I had timed my crossing of the area on the east coast with the greatest tidal movement at the time of year when it had its highest tides. Every 14 days the moon lines up with the sun to increase the gravitational pull on the oceans. This makes the seas slop from one
side of the world to the other with a bit more vigour. But twice a year due to both the sun and moon being a bit closer to the Earth than usual, their combined gravitational strength creates king tides. This happens in early January, creating the strongest currents as the seas try and balance. It wasn’t the best time for a kayak trip in this area, but what could I do—wait two weeks for better conditions or just get on with it? If you were making plans to paddle this area you’d pick a better time of year, smaller tide range and perhaps a different direction, planning to make the currents and winds work for you, but I had a bigger picture to deal with.
The next day, after a bit of time at Marble Island spent waiting for the tide to come in, I set off for Curlew Island.
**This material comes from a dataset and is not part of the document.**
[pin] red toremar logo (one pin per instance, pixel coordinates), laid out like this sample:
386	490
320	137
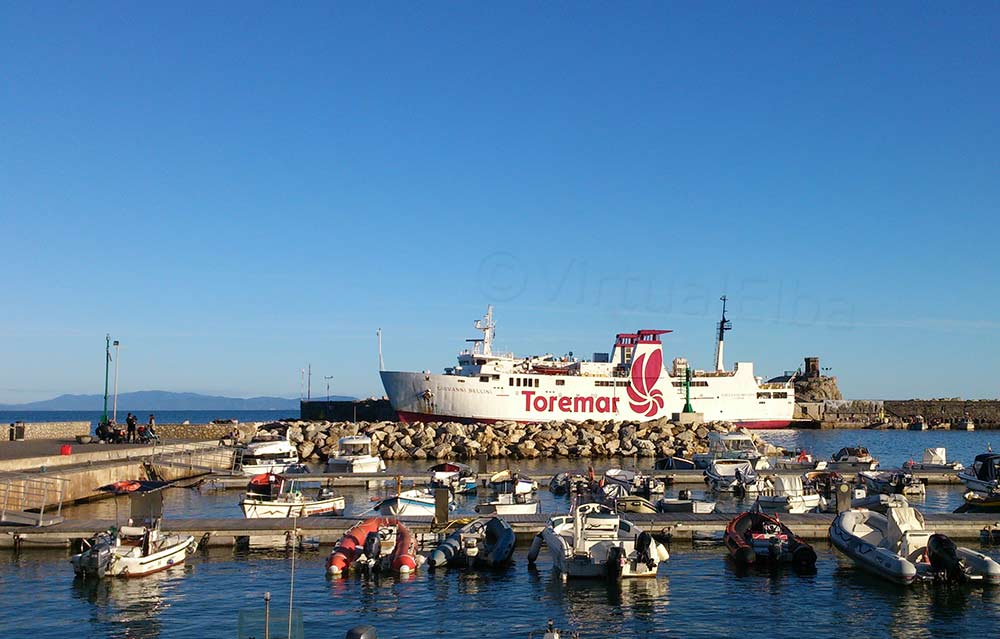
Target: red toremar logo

It was a very hot, still day, which meant the seas were calm but the effect of the heat was doubled as it rebounded off the flat ocean with a strength that really took it out of me and made paddling hard work. Then, after a full day on the water, I almost got swept past Curlew Island by the currents. It was sapping at the end of a baking hot day to paddle against the current for an hour, but it had to be done otherwise I would’ve been swept out to the open ocean. At one point when I was in relatively weak water I stopped paddling and my GPS showed me moving sideways at 4 knots. I can’t tell you how strong the current was at its worst, when the water was squeezed passed a rock or island, as it was all hands to the paddle. I would have lost too much ground reading the GPS. I had to put in a lot of extra effort to make it to the beach on the north side but was rewarded with a great campsite.
From Curlew Island I made the mainland at Grasstree Beach just as a change in the weather brought a 30-knot southerly and storms which thankfully held off until I got out of their way. I was whacked and didn’t care where I slept. I found a house that looked empty and set up camp under their porch, hoping the owners didn’t turn up. It had been a challenging stretch from Seventeen Seventy and I was feeling drained from the effort, but it was one of the more memorable sections of the east coast due to the currents and remoteness. With the glow of achievement that comes from getting through a challenge, I fell asleep.